By: Kara Fitzpatrick
   After hiking the Inca Trail to Machu Picchu on her 25th wedding anniversary, Peru native Marty Hayden realized the experience of visiting the ancient ruins was one to be shared. And so, the Princeton High School Spanish teacher began organizing an annual trip to Peru with her students.
   But soon after, some of Ms. Hayden’s friends realized they too wanted the pleasure of visiting the South American country with someone who was born there and is knowledgeable about Peruvian life and culture.
   "I always felt I needed to show (Machu Picchu) to my students and then, of course, came my friends," said Ms.
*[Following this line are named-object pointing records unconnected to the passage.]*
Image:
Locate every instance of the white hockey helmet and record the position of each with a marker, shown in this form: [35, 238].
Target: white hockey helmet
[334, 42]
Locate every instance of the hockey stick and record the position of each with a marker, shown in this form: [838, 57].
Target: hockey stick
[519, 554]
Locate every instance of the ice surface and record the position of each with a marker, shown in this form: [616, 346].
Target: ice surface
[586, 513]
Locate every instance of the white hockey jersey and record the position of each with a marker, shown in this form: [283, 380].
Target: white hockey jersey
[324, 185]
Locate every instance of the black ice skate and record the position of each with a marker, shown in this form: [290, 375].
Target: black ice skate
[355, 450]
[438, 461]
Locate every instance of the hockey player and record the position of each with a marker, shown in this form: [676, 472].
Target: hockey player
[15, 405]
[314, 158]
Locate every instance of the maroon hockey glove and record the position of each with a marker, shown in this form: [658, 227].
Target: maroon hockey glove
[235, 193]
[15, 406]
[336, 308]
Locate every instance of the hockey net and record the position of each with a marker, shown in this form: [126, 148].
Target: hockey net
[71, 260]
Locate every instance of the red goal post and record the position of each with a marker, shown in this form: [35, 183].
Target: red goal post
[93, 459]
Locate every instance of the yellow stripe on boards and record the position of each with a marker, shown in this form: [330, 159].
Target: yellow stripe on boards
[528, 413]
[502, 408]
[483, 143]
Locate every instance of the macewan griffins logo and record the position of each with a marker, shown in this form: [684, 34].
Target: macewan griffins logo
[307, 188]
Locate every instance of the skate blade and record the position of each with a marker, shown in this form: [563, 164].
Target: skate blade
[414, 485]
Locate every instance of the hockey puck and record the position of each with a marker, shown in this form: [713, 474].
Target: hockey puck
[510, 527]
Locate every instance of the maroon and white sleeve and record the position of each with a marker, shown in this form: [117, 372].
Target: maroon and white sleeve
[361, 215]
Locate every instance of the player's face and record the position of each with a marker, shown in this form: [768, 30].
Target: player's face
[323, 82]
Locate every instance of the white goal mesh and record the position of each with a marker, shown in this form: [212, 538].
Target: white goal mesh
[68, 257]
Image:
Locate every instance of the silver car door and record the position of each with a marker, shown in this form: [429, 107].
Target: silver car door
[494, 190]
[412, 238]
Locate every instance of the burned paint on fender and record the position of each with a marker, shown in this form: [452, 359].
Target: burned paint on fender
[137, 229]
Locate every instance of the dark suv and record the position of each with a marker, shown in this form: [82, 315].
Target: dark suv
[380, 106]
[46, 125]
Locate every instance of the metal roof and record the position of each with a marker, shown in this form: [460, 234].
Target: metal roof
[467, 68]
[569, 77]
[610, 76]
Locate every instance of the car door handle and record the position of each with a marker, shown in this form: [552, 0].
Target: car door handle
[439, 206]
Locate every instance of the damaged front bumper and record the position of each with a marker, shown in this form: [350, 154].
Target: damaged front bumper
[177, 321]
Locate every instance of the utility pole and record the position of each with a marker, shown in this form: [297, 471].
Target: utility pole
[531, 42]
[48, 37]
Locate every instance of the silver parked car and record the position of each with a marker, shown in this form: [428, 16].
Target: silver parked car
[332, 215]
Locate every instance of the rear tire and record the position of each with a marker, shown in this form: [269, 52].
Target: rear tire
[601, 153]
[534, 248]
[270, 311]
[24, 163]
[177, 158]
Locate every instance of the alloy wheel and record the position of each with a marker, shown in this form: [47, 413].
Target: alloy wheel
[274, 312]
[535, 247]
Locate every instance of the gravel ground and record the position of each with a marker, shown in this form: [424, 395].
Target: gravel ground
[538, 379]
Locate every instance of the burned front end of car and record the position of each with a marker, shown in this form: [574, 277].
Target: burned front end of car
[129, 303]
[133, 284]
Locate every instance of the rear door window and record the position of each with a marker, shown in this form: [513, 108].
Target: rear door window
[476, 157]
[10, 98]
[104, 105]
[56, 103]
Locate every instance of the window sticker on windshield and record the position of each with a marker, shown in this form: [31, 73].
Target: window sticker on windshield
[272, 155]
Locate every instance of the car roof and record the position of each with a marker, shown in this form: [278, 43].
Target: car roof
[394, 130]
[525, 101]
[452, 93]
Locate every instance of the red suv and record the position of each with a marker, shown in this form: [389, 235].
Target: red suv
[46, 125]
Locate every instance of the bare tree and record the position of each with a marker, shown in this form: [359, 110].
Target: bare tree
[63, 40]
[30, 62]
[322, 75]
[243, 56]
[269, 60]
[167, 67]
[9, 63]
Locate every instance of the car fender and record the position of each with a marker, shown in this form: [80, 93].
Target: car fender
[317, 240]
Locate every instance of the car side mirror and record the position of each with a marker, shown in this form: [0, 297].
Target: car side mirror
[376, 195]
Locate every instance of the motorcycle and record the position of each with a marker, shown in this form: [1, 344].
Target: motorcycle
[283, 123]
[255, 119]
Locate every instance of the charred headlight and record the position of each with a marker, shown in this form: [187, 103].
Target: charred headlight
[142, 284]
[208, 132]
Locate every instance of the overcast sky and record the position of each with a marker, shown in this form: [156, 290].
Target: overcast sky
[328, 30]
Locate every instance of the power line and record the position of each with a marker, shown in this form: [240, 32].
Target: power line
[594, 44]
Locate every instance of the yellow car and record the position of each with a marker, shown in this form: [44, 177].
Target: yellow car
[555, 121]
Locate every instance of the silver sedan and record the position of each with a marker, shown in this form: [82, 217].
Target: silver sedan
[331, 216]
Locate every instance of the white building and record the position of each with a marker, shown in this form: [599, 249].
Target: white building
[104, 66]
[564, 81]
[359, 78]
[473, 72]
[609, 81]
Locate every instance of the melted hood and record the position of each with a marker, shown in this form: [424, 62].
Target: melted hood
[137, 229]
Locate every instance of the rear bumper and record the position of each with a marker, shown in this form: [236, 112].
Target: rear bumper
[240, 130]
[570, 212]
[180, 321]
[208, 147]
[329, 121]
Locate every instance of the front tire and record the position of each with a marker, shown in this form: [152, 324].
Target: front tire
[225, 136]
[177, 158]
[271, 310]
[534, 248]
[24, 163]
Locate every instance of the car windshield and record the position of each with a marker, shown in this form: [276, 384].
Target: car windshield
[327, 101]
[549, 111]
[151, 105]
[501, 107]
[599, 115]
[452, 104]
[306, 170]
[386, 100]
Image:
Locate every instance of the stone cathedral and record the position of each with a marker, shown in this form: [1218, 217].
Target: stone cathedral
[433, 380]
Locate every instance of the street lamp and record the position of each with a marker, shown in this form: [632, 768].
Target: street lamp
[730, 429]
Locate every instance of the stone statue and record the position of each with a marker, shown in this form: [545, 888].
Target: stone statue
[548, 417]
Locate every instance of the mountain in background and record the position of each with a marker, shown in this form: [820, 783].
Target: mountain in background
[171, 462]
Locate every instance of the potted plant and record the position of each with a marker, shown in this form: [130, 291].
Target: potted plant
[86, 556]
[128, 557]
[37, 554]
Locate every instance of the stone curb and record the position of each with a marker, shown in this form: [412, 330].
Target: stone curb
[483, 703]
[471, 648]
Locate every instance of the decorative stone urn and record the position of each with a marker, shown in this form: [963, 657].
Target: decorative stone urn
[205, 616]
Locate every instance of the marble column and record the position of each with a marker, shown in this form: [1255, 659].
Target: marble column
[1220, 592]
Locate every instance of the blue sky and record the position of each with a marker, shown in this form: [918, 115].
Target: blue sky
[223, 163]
Hayden, who lives in Cranbury.
   Last summer, that wish became a reality for 18 Cranbury residents as they traveled to Peru and participated in an adventure that included not just the popular tourist sites, but also the homes, shops and pastimes of Peruvian residents.
   The travelers will share slides and stories from a journey that traveler Pari Stave called "an amazing life experience" during a program at the Cranbury Public Library tonight (Friday).
   For 10 days, spanning from the end of July to August, some area residents traveled to the South American country under the guidance of Ms. Hayden.
   "Every year, I take some of my students to Peru on a trip," Ms. Hayden said. "My friends would ask, ‘when are you going to take us?’ I decided to take them up on it and I organized the trip."
   The group — some friends, some friends of friends — trekked throughout the country, visiting cities such as Lima and Cuzco and viewing famous historic sites like Machu Picchu, the Sacred Valley of the Incas and Ollantaytambo — a fortress built by the Incas.
   "It was my first time in South America, as I think it was for many of us," said Ms. Stave. "It struck me — why don’t we go to South America more often? It’s just so accessible. The plane ride is an overnight trip, you basically go to sleep and you wake up in Peru."
   Ms. Stave said visiting the ancient city of Machu Picchu was, for her, the most meaningful part of the trip, aside from the bonding that occurred within the group. Machu Picchu "is a very spiritual place, it’s so overwhelmingly beautiful," Ms. Stave said.
   In addition, Ms. Stave said staying in a town in the river valley of the Andes Mountains, sleeping in a hotel that was once a monastery and visiting the studio of artist Pablo Seminario were fascinating experiences.
   Although the group visited some of the most sought after tourist spots in the country, Ms. Hayden said she aimed to create a one-of-kind experience when designing the itinerary. As with all of her tours to Peru, showing the travelers everyday life was paramount.
   "Being from Peru, I like to organize my own tours — my favorite restaurants, hotels," Ms. Hayden said.
   Ms. Hayden was born in Lima and lived there until age 18, when she came to America as an exchange student.
   In order to infuse the local character that she is so familiar with, Ms. Hayden typically brings her groups to visit with her family, who still reside in Lima.
   Despite the ambitious agenda, the travelers did have some time to relax and participate in other, more spontaneous, activities.
   "Something we became interested in was looking at the night sky," Ms. Stave recalled, adding that at the higher altitude and with minimal light pollution, the view of the stars was remarkable. "That was really a revelation for all of us," she said.
   Both Ms. Hayden and Ms. Stave said the personal connections made among members of the group was meaningful.
   "We ended up with a very nice group of people," Ms. Hayden said. "We had a great time."
   And the fun is likely not over yet. Ms. Hayden said she and her fellow travelers hope to share another adventure in the future.
   "We just enjoy each other’s company a lot," she said, adding that the next trip could see the group back in Peru, or on an entirely different continent, experiencing Italy perhaps.
   Residents will be able to see slides and listen to a discussion of the travelers’ experiences at tonight’s event, 7 p.m. at the Cranbury Public Library, 23 North Main St.